We then examined the effects of feeding regimen on serum metabolites. Serum levels of total cholesterol (TC), triglycerides (TG), and low-density lipoprotein cholesterol (LDL-C) were different between groups (see Additional File S1). Compared to NA mice, FA mice had a higher level of LDL-C and comparable serum levels of TC and TG. FT mice had a lower level of TG (0.54 ± 0.09 mmol/L) compared to both NA (0.82 ± 0.05 mmol/L, p = 0.017) and FA mice (0.77 ± 0.28 mmol/L, p = 0.036). And no significant differences were observed between groups regarding levels of albumin, alanine aminotransferase or bilirubin.
TRF Alleviates Liver Steatosis and Decreases Hepatic TG Level
We then investigated whether feeding regimens influenced the severity of liver steatosis. Median lobes of the liver were formalin-fixed and sectioned to assess liver steatosis. As shown in Figure 2A, FA mice had a large numbers of fat vacuoles in the liver section in contrast with NA and FT mice. Liver steatosis was graded in 5 mice from each group (Figure 2B). FA mice had a higher grading of liver steatosis than NA mice, and FT mice had a lower grading of liver steatosis than FA mice while comparable to NA mice.

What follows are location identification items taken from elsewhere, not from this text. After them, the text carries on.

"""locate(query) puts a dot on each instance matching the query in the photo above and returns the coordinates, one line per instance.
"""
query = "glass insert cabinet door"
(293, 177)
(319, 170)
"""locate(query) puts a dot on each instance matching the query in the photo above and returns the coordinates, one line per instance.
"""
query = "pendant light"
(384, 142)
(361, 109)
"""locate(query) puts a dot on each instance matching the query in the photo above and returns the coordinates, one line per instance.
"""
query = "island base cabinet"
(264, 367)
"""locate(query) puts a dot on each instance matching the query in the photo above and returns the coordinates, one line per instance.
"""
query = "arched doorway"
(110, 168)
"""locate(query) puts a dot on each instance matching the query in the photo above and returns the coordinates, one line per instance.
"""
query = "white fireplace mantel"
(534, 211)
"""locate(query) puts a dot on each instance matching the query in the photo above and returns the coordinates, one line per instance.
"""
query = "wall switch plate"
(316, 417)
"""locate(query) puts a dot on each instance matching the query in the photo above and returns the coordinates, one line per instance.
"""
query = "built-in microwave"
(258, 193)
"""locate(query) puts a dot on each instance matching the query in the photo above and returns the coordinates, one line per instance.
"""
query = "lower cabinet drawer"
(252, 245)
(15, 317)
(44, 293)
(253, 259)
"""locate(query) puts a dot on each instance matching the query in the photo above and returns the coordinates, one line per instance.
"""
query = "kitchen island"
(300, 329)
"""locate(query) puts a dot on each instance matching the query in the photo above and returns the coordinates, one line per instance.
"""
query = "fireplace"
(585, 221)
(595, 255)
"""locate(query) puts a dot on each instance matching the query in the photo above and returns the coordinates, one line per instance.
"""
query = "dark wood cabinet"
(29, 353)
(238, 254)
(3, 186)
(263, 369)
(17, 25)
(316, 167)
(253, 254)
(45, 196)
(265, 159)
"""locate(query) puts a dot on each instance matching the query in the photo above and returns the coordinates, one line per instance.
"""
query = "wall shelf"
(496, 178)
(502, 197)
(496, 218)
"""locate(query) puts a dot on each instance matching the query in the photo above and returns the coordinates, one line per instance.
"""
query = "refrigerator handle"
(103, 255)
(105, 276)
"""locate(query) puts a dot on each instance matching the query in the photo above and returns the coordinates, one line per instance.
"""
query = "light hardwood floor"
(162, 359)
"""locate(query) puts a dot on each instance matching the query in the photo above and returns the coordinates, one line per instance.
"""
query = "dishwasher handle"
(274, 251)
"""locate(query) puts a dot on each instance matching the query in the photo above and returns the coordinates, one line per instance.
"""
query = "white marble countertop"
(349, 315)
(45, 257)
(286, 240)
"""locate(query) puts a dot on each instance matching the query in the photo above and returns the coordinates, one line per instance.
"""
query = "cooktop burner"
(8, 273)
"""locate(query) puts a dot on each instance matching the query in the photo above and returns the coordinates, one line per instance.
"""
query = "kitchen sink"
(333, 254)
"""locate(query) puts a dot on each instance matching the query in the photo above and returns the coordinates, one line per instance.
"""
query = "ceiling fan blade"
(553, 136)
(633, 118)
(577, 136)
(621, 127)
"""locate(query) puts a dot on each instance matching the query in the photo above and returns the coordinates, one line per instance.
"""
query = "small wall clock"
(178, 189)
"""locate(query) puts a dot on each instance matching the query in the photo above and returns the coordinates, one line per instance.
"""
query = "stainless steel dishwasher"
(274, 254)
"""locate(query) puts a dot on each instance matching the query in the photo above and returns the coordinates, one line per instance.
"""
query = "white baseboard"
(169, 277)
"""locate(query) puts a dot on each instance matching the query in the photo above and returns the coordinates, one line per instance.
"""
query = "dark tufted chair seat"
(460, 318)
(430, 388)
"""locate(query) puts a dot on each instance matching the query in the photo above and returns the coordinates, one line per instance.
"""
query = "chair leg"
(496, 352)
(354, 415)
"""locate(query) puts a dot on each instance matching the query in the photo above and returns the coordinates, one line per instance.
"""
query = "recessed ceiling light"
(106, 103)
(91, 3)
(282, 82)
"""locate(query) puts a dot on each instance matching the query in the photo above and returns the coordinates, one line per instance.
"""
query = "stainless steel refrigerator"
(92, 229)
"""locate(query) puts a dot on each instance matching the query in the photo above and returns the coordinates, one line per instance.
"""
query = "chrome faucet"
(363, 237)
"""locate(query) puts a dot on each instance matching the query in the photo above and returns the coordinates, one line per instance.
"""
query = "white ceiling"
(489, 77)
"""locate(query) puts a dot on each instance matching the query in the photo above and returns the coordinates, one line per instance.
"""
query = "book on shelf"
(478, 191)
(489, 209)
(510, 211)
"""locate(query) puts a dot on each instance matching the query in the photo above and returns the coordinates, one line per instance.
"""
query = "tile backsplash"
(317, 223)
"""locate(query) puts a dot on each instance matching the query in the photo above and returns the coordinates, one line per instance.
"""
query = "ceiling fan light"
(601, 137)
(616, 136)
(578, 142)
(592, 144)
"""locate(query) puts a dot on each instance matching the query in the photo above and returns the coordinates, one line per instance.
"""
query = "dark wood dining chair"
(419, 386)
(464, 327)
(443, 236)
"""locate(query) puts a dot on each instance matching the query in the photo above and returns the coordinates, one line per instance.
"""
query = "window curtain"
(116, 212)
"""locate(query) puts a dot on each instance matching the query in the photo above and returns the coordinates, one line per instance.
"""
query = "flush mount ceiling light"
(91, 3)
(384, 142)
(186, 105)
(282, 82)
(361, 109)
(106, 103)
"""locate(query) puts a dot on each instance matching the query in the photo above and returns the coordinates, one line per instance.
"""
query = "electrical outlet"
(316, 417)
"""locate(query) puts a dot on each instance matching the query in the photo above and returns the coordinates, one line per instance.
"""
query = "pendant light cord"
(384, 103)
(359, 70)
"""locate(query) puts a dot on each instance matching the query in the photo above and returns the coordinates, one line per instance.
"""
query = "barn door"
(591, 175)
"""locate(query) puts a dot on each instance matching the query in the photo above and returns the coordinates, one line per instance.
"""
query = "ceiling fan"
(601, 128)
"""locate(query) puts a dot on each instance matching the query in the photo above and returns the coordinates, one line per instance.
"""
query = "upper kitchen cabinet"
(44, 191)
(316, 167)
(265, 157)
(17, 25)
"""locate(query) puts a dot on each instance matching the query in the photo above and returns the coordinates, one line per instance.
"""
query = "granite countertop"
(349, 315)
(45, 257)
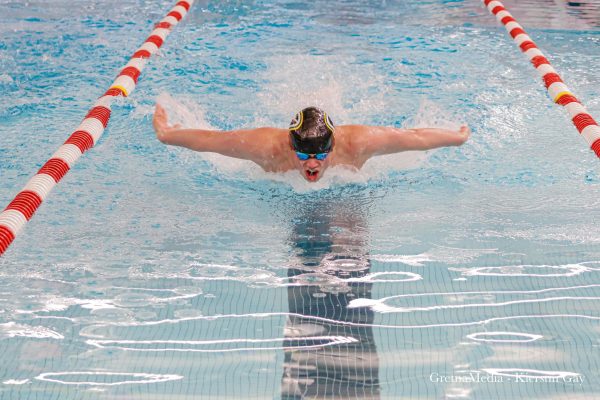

Figure 2. Effects of feeding regimen on liver steatosis. (A) Representative images of hematoxylin and eosin-stained and Oil Red O-stained liver tissue sections from three experimental groups. Slides were photographed at a magnification of 200×. Scale Bar = 50 μm. (B) Liver steatosis grading (n = 5). (C) Hepatic TG levels (n = 20). Data were shown as mean ± SEM. Data were analyzed using one-way ANOVA followed by Bonferroni multiple comparison test. Compared to NA group, *p < 0.01. NA, mice fed a normal diet ad libitum; FA, mice fed a high-fat diet ad libitum; FT, mice fed a time-restricted high-fat diet; TG, triglyceride.
We then tested hepatic lipid levels using liver homogenates at different ZT timepoints. Compared to NA mice, both FA mice and FT mice had higher overall hepatic levels of TG, TC, LDL-C, and HDL-C (Figure 2C and Additional File S2). FT mice had a lower hepatic TG level than FA mice (0.267 ± 0.084 vs. 0.363 ± 0.031 mmol/L, p = 0.011). The overall hepatic levels of other lipid metabolites of FT mice were comparable to FA mice.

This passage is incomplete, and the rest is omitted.